IPAs are a particular focus, and many of the whimsical beer names connect to Indigenous culture or tell a story. Fancy Dance, his best seller, refers to “a dance we have in our pow-wow,” he explains, while Skoden, a triple IPA, refers to a Native slang term popularized by the Reservation Dogs TV series that means “Let’s go then!”
“Most of the people who drink our beer are non-Native.” Keynes notes. “This is our way to share the culture and demystify it and make the culture more approachable for people.”
Rik Mazzetti, Chairman Rincon Economic Development Corporation, (3R Brewery)
San Diego, CA (Rincon Band of Luiseño tribe)
Named for the Indigenous trail known as Rincon Reservation Road, this is Southern California’s first Native American owned and operated brewery on tribal land.
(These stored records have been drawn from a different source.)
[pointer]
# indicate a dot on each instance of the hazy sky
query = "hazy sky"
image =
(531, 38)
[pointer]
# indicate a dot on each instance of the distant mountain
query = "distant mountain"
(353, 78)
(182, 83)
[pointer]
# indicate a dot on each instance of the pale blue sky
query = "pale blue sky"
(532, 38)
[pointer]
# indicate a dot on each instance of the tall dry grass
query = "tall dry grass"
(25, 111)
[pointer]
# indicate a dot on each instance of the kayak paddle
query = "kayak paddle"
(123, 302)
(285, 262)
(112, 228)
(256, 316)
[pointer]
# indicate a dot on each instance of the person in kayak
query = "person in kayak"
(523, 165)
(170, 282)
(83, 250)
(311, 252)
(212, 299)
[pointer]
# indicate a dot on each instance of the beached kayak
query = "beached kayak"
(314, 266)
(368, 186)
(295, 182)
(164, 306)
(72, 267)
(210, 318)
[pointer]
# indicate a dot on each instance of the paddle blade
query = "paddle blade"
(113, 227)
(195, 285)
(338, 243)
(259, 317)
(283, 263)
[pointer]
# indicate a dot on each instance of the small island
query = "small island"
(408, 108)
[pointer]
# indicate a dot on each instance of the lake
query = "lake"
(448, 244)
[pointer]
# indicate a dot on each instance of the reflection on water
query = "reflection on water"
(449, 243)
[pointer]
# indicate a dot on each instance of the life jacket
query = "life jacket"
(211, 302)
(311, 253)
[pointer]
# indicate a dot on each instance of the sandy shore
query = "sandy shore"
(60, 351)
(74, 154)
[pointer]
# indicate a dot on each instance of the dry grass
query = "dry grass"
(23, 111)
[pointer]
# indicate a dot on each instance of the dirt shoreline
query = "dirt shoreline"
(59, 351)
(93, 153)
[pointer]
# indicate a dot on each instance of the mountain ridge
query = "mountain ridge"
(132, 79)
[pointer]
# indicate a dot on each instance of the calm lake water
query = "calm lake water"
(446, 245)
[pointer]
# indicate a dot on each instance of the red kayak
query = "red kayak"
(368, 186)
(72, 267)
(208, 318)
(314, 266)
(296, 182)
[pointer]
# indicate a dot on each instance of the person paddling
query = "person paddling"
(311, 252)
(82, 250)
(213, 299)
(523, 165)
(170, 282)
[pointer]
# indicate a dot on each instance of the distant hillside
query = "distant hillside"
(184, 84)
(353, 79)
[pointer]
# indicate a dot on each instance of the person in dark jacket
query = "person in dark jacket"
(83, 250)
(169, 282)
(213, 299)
In 2019 the brewery rebranded as “3R Brewery” and opened a tasting room off the reservation, in Ocean Beach.
The brewery makes eight core beers, including “Rez Dog” Hefeweizen; hazy and clarified IPAs; and a seasonal beer made with local fruit created to serve at the annual August fiesta, a gathering for all the surrounding reservations.
Looking ahead, 3R is planning to farm hops within the reservation. “We just got clearance from our tribal council that will give us 10 acres,” Mazzetti says. “Now we’re investigating what hops grow best in this environment.” While all of 3R’s beers already are made using water from the reservation’s aquifer, reservation-grown hops would be the crowning achievement.
“This is paramount for us, giving back to our tribe,” Mazzetti says. “Not only on a monetary basis, but that the product is something we can be proud of….We want everyone on the reservation to be proud to say, it’s our beer, it’s Indian-owned, it’s 100% from ingredients on the reservation. We’re very happy about that.”